The authors of [25] proposed a scalable reconfigurable architecture for wireless communication. The algorithms were mapped by solving a set of concurrent matrix computations. A compiler designed by the authors was used for algorithm mapping. A dynamic context compression technique was proposed in [26] to reduce the power consumption of re-configuration.
CGRA architectures with Single Instruction Multiple Data (SIMD) processing model (Morphosys, ADRES, CGRA Express) are efficient for algorithms which can be vectorized but can be inefficient because processing steps must be concatenated, as in biosignal processing. Multimedia CGRA architectures (Morphosys, ADRES, CGRA Express) primarily provide support for vectorize-able two-dimensional image and video processing algorithms.
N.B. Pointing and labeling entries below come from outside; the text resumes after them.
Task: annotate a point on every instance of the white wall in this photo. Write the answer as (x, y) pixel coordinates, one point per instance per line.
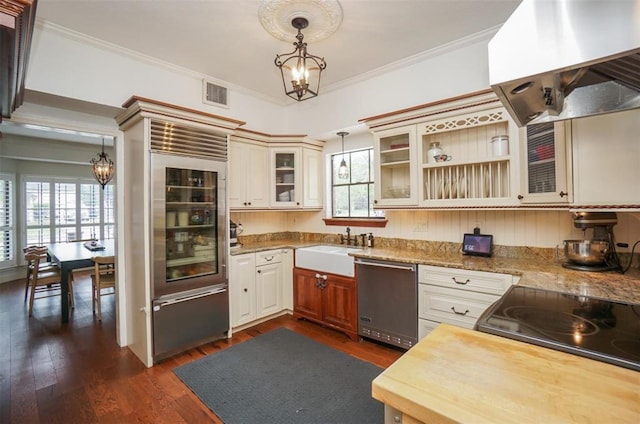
(67, 64)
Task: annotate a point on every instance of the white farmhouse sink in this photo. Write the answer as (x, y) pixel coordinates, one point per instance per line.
(326, 258)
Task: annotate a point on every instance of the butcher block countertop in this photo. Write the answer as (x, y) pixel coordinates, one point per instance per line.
(460, 375)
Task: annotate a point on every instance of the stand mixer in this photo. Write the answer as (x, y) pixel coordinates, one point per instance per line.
(597, 254)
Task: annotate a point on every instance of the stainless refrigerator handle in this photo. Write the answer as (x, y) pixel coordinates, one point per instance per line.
(187, 298)
(406, 268)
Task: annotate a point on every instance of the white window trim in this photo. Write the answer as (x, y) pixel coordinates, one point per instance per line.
(52, 180)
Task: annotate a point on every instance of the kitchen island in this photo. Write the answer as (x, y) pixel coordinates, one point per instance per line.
(459, 375)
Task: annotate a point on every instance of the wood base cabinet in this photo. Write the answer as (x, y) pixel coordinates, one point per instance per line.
(327, 299)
For accurate EEG analysis, a fixed bit-width of at least 12-bit for IO and 24-bit for internal processing is required [3] . Certainly, architectures with less than 16-bits are insufficient (PipeRench). Complex interconnections are required to support algorithms that have irregular data access patterns, such as the FFT. This support is provided in some CGRAs, such as SmartCell. However, this typically requires dense interconnections, increasing chip area and power. For example, in SmartCell, the rich interconnections and instruction memory consume 53% of the total power.
Two previous CGRAs claim to operate in a systolic fashion -PolySA and SmartCell. Neither are designed for low power. PolySA is floating-point and SmartCell is rich in interconnections. Some previously proposed architectures (e.g. RaPiD, PPA) are capable of passing data to nearest neighbour processing units but cannot pass input data and output data in parallel with operation execution. Most previous CGRA functional units are large in terms of area. For example, REMARC uses floating point number format and AMBER contains 64 registers. Based on publicly available information, we estimate that the functional units of all previous architectures are more than double that of SYSCORE except for PACT XPP and PolySA which are 20% and 50% larger, respectively.
In SYSCORE, minimum energy is achieved by means of a fixed-point architecture, low area units, flexible interconnect and input-output systolic data passing.
III. REACT ALGORITHM REACT (Real-Time EEG Analysis for event deteCTion) is an automated seizure detection system for adults [4] [10] [12] [11] [27] . EEG signals contain a mixture of activity from all over the brain, artifacts from the body, such as muscle movement, and artifacts from external sources such as lights and electrical equipment. Repetitive patterns evident in the EEG may be due to seizure, but might also be due to mains electricity or the patient tapping their finger or simply breathing. Examples of non-seizure and seizure EEG traces are shown in Figure 1 The steps in the REACT seizure detection algorithm are shown in Figure 3 . The steps are downsampling, feature extraction, classification and post-processing. The EEG signal is 6 channels and recorded at 250Hz to meet clinician requirements [28] . The EEG signal is then down-sampled from 250Hz to 32Hz using an anti-aliasing filter with cut off at 16Hz [4] . Prior to feature extraction, the EEG is split into 8.192 second epochs (2048 samples) with 50% overlap to avoid end effects and to reduce the impact of data at the end of an epoch. REACT can operate concurrently on multiple channels of EEG, treating each channel individually until a final classification decision is made for each epoch. Feature extraction is performed on the downsampled epoch, using a total of 55 features which provide an evaluation of the spectral content, energy and structure of the EEG epoch. The list of extracted features is given in Table I . These features are described in detail in [12] .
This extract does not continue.